Al día siguiente finalmente apareció Javier, con cara de cansancio y olor a cigarrillo barato.
—Perdón, se me complicó todo en el trabajo —dijo sin mirarme a los ojos.
—¿En serio? —le respondí con una calma extraña—. Porque yo estuve aquí toda la noche pensando si alguna vez te importé realmente.

No hubo respuesta. Solo silencio.

Los días siguientes fueron una mezcla de dolor físico y emocional. Lucía se encargó de los niños y mi mamá vino desde Bello para ayudarme en casa. Vi cómo mi familia se organizaba para apoyarme sin pedir nada a cambio, mientras Javier seguía ausente o presente solo por compromiso.

Una tarde, mientras Camila me peinaba sentada al borde de la cama, me preguntó:
—Mami, ¿por qué papá ya no sonríe contigo?
Sentí que el corazón se me partía en mil pedazos.
—A veces los adultos se olvidan de cómo ser felices —le respondí con una sonrisa forzada.

Esa noche tomé una decisión. No podía seguir viviendo así, ni por mis hijos ni por nadie. No quería que Camila creciera pensando que debía aguantar lo inaguantable por miedo o costumbre. No quería que Tomás creyera que ser hombre era sinónimo de irresponsabilidad o desamor.
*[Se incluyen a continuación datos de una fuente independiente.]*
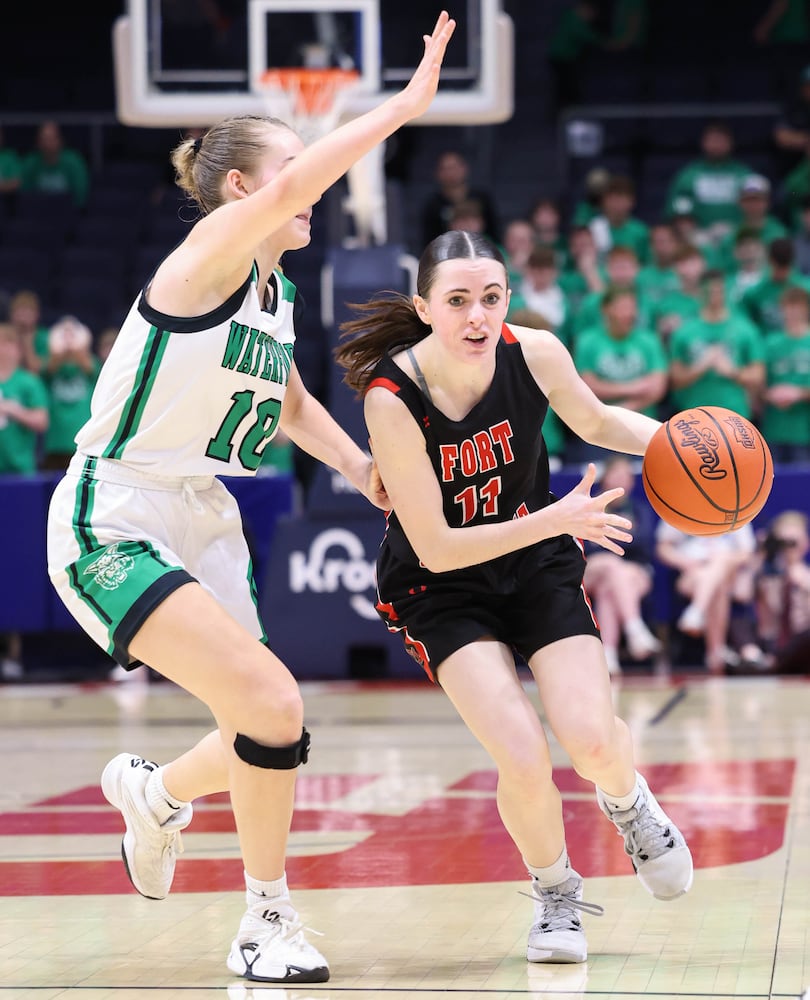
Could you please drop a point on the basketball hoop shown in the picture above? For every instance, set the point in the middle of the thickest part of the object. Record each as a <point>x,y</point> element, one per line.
<point>309,99</point>
<point>312,100</point>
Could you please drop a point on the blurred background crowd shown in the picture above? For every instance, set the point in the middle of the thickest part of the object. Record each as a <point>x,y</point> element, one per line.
<point>651,196</point>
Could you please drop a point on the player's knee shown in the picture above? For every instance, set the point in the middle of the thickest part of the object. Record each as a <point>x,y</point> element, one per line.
<point>525,763</point>
<point>592,750</point>
<point>273,757</point>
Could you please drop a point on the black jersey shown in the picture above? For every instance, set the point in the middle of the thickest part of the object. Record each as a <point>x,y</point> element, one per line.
<point>492,465</point>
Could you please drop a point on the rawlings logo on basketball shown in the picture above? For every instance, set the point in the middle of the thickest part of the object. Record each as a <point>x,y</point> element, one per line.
<point>706,446</point>
<point>110,569</point>
<point>742,431</point>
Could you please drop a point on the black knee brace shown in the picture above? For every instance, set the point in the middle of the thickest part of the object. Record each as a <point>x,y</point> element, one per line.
<point>272,758</point>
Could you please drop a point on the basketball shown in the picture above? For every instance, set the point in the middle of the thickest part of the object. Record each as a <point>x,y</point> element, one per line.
<point>707,471</point>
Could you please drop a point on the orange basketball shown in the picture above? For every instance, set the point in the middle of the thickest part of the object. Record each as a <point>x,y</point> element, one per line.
<point>707,471</point>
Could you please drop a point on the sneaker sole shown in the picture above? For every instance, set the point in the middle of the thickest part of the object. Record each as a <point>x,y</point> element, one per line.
<point>555,957</point>
<point>676,895</point>
<point>294,974</point>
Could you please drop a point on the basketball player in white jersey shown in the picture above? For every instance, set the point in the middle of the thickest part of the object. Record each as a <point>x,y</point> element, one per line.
<point>145,544</point>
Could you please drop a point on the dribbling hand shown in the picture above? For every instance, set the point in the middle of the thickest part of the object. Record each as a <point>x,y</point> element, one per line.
<point>585,517</point>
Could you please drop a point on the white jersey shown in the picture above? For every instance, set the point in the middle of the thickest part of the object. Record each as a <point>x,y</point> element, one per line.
<point>195,396</point>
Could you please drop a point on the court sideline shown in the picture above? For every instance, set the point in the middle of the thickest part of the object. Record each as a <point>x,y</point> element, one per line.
<point>398,856</point>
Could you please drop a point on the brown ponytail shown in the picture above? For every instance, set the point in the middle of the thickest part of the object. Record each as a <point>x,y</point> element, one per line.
<point>383,325</point>
<point>390,321</point>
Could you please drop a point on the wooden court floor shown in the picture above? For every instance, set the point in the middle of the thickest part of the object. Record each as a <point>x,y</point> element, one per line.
<point>397,854</point>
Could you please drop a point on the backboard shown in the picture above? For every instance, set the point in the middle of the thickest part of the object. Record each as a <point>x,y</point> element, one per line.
<point>178,66</point>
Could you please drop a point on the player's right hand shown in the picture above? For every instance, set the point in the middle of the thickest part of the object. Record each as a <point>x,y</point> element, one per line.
<point>421,89</point>
<point>585,517</point>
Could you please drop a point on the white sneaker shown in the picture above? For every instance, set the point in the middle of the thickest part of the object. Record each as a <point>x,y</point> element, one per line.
<point>692,621</point>
<point>656,847</point>
<point>557,934</point>
<point>641,643</point>
<point>273,949</point>
<point>149,850</point>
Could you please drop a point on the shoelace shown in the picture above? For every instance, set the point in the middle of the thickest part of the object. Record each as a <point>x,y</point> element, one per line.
<point>640,827</point>
<point>291,931</point>
<point>559,917</point>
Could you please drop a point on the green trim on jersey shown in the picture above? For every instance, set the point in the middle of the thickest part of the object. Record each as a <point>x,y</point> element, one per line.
<point>254,596</point>
<point>133,409</point>
<point>287,287</point>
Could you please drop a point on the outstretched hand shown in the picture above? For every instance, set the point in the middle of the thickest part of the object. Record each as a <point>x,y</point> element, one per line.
<point>424,83</point>
<point>584,516</point>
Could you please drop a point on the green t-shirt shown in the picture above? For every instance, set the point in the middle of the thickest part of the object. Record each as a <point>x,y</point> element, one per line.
<point>656,282</point>
<point>761,301</point>
<point>743,345</point>
<point>589,314</point>
<point>713,187</point>
<point>68,174</point>
<point>18,444</point>
<point>677,303</point>
<point>787,360</point>
<point>635,234</point>
<point>70,389</point>
<point>614,359</point>
<point>625,13</point>
<point>772,229</point>
<point>796,189</point>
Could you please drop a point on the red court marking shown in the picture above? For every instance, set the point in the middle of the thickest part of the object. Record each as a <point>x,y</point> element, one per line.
<point>461,840</point>
<point>755,778</point>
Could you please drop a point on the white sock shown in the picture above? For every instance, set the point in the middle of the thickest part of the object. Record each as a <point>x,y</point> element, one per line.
<point>619,803</point>
<point>553,874</point>
<point>265,897</point>
<point>163,805</point>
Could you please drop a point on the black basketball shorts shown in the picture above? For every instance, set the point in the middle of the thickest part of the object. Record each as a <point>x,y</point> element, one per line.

Cuando finalmente pude caminar con muletas, reuní a Javier en la sala.
—Quiero separarme —le dije sin rodeos—. Ya no puedo más.
Él se quedó mudo unos segundos antes de empezar a justificarse: que estaba estresado, que las cosas iban a cambiar, que pensara en los niños.
—Justamente por ellos lo hago —le interrumpí—. Porque merecen ver a su mamá feliz y fuerte, no rota por dentro.

La separación fue dura. Mis padres al principio no lo entendieron; mi mamá lloró días enteros diciendo que estaba destruyendo mi hogar. Pero poco a poco vieron cómo cambié: cómo volví a reírme con mis hijos, cómo recuperé mi trabajo y hasta empecé a estudiar por las noches para terminar mi carrera.

Hoy miro atrás y me doy cuenta de cuánto tiempo perdí fingiendo una felicidad que no existía. Mi caída en la calle fue dolorosa, pero también fue mi salvación. Me enseñó quiénes estaban realmente a mi lado y quién solo era una sombra en mi vida.

A veces me pregunto: ¿cuántas mujeres siguen callando por miedo? ¿Cuántas siguen cerrando los ojos ante lo evidente? ¿Vale la pena vivir una vida prestada solo por miedo al qué dirán?